Abstract  An analysis is presented of the estimated impacts of climate change on resource potential in Europe under a wide range of model-based climate scenarios. Simple models and indices were used to assess impacts on the growing season, potential biomass, thermal suitability for the cultivation of crops, and potential energy demand for indoor cooling. Impacts were estimated for climate during the 1961–1990 baseline period (both observed and modelled) and projected during 2071–2100 based on outputs from a range of regional climate models (RCMs) driven by general circulation models (GCMs) assuming forcing by SRES emission scenarios A2 and B2, and from six atmosphere–ocean GCMs forced by a wider range of emission scenarios.
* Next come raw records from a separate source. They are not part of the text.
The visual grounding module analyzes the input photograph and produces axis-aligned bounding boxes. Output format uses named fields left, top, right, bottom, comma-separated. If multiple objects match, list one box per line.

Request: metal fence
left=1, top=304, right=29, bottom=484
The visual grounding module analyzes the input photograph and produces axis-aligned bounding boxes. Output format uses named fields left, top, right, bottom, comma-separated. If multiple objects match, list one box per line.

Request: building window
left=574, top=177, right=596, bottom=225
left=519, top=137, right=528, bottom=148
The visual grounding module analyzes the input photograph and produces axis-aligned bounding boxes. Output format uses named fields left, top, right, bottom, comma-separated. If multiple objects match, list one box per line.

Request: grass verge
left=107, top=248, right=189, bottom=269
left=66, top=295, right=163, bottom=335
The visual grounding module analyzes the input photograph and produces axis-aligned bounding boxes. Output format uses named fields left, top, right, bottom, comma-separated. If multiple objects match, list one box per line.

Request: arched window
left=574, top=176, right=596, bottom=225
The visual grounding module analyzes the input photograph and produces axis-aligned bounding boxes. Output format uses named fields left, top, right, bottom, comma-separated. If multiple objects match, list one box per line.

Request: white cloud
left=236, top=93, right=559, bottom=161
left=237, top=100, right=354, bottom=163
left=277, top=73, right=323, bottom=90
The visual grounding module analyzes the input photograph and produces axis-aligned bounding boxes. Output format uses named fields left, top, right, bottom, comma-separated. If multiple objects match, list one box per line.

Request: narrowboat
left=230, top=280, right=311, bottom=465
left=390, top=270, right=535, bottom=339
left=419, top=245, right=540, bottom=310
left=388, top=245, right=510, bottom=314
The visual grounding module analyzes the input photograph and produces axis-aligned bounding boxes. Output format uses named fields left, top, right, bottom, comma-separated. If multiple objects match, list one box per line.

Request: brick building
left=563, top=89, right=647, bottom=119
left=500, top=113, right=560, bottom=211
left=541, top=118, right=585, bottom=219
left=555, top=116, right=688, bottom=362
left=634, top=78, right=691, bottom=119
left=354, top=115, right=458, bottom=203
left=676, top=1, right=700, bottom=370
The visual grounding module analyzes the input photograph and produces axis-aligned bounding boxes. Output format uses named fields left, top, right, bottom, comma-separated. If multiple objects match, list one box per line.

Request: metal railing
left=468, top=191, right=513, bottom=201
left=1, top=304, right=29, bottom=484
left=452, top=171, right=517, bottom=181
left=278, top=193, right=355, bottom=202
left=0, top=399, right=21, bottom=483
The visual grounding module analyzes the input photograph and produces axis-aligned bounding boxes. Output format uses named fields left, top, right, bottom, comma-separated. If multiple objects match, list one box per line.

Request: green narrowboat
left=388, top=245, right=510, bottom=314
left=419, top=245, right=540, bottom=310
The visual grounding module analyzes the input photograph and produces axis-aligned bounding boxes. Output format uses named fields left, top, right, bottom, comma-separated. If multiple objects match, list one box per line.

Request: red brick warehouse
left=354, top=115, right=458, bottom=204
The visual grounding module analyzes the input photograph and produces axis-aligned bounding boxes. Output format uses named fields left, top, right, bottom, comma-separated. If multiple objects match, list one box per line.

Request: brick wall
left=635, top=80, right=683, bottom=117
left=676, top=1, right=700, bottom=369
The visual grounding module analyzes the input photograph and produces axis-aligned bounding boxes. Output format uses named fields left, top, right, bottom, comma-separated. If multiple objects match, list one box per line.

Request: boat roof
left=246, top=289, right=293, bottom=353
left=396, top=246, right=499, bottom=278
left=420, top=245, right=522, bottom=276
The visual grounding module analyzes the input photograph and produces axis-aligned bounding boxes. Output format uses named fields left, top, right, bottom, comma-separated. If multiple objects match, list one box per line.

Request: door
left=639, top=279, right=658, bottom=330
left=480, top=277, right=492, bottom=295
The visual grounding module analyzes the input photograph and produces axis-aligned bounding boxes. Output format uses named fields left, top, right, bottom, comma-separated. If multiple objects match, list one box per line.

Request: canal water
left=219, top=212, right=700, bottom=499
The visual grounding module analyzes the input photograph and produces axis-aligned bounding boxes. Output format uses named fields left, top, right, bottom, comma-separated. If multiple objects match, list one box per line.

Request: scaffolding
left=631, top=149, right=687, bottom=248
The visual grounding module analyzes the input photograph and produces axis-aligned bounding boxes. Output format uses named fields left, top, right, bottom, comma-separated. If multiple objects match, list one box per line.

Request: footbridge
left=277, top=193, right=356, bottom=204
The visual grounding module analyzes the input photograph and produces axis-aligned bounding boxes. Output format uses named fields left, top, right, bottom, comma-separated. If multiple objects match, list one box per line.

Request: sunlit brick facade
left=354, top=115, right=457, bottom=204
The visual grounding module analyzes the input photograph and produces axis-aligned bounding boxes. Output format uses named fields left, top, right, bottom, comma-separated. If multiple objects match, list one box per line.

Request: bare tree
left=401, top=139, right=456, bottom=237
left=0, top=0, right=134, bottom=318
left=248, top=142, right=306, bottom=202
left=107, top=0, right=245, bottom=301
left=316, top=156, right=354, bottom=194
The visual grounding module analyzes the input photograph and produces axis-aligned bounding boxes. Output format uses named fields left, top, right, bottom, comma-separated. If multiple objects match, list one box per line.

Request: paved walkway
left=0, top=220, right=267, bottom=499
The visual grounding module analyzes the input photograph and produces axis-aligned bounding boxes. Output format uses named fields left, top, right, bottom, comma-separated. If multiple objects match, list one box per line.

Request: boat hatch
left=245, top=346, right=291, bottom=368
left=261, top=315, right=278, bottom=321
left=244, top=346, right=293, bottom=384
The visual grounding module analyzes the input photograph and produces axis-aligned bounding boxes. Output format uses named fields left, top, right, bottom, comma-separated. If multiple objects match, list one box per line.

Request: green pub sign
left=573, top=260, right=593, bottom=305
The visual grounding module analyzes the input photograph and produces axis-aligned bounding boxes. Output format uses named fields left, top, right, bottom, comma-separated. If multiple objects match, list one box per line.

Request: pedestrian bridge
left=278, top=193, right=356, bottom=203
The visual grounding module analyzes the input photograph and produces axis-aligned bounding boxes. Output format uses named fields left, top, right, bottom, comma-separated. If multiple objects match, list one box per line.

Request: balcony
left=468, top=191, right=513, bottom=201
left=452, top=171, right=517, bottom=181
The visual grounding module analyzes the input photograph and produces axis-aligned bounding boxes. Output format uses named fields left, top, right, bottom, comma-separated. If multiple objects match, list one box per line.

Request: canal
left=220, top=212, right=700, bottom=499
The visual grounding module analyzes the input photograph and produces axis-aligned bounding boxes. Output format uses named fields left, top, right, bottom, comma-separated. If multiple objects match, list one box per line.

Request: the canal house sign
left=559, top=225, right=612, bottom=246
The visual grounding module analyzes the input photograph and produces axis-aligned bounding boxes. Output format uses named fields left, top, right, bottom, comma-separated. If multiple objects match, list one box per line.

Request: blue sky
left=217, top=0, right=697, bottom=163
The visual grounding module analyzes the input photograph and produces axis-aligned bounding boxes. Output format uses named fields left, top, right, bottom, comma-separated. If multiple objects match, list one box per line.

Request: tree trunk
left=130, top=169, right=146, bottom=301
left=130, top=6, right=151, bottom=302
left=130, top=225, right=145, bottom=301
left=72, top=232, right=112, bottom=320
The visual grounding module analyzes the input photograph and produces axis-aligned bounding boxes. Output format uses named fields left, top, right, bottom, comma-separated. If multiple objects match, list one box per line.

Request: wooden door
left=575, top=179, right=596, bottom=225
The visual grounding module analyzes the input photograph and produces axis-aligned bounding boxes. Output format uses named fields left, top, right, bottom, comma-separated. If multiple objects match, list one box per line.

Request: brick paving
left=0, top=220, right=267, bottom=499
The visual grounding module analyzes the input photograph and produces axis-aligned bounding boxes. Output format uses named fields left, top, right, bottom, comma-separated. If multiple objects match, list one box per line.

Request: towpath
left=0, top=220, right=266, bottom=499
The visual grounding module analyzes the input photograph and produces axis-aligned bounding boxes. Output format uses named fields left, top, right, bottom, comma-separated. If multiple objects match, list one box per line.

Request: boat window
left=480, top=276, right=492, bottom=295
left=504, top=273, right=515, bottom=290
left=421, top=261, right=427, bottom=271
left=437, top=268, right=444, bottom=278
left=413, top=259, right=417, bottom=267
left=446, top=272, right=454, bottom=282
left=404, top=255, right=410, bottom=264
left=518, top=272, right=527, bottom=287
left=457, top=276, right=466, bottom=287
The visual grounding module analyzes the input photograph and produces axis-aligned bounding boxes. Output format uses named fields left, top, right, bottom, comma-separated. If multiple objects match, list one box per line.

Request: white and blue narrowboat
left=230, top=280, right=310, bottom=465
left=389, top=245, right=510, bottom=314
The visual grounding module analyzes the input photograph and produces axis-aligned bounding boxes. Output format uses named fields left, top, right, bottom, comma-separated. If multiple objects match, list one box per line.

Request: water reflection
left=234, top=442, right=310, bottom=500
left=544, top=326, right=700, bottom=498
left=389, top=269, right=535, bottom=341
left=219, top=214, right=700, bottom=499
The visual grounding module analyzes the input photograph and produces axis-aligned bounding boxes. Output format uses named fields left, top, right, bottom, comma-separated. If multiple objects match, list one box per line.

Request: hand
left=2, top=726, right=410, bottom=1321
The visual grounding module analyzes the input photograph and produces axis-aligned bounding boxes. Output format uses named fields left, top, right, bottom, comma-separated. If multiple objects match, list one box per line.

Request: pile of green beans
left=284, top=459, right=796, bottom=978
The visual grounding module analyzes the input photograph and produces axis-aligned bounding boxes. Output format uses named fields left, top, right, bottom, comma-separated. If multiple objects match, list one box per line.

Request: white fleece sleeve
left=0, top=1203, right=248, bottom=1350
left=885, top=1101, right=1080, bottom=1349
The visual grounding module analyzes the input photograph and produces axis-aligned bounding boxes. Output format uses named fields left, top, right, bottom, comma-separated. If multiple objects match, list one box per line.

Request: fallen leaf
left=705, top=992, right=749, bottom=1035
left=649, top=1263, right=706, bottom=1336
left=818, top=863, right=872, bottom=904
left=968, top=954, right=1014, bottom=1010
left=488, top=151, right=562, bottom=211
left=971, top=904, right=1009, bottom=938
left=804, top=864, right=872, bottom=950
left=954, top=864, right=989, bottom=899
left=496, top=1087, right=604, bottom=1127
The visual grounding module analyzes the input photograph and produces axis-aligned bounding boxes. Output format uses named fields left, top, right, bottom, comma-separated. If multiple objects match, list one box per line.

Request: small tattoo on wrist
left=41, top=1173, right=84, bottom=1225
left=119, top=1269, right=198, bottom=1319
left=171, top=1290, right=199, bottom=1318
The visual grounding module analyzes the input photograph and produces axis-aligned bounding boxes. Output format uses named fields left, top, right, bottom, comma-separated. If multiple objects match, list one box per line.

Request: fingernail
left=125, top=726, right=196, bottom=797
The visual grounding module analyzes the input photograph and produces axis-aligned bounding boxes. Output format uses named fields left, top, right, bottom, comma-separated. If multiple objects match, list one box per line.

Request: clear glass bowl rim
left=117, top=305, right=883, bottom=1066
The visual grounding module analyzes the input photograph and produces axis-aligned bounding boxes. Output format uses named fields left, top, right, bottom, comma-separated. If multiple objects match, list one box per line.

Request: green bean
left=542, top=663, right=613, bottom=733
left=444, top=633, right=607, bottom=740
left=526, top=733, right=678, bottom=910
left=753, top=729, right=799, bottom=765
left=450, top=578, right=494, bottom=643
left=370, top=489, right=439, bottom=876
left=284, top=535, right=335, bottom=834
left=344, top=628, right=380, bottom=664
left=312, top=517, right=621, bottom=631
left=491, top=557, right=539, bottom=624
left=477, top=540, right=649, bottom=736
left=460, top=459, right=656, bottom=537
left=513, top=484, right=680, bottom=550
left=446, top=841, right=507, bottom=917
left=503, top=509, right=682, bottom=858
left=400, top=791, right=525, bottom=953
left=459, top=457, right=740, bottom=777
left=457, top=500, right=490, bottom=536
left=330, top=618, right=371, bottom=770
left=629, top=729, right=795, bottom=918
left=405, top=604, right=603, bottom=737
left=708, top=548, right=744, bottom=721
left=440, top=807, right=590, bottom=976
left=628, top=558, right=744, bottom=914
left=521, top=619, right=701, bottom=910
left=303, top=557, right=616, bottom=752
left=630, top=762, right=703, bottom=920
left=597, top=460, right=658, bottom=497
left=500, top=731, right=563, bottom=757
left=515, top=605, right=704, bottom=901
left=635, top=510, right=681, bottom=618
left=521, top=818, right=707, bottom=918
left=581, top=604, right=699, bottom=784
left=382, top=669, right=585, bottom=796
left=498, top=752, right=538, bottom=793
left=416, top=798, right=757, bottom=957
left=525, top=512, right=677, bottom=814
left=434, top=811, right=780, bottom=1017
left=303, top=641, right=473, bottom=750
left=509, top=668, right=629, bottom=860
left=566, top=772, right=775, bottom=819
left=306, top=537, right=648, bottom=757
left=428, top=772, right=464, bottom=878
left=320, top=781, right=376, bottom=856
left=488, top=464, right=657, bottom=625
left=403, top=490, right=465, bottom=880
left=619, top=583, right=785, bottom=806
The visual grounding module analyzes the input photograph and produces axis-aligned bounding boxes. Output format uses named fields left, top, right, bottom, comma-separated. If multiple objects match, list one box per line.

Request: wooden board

Uncertainties in the projected impacts of climate change are assessed with respect to: (1) the direct climate model output vs. delta change approach, (2) differences in the driving GCMs and the RCM runs, (3) differences across a range of emission scenarios, (4) changes in long-term mean climate, and (5) changes in inter-annual climate variability. Future simulations show substantial changes in all analysed impact sectors, but with a relatively large spread of results attributable to uncertainties in future climate expressed by the different scenarios. Results included shifts of the northern limits of areas thermally suitable for the cultivation of soya bean and grain maize by several hundred kilometres, lengthening of the thermal growing season by 3–12 weeks, strong increases of potential biomass in northern Europe and slight decreases in southern Europe, and increased energy demand for cooling throughout Europe. Our results hint at systematic differences between RCM and GCM projections of temperature, though not precipitation, over Europe. The results also highlight the importance of accounting for inter-annual variability in estimating future impacts, through its affect on levels of risk. However, the results caution against the use of direct RCM outputs in impact models, due to biases in the representation of present-day climate. The delta change approach still appears to be the preferred option for most applications.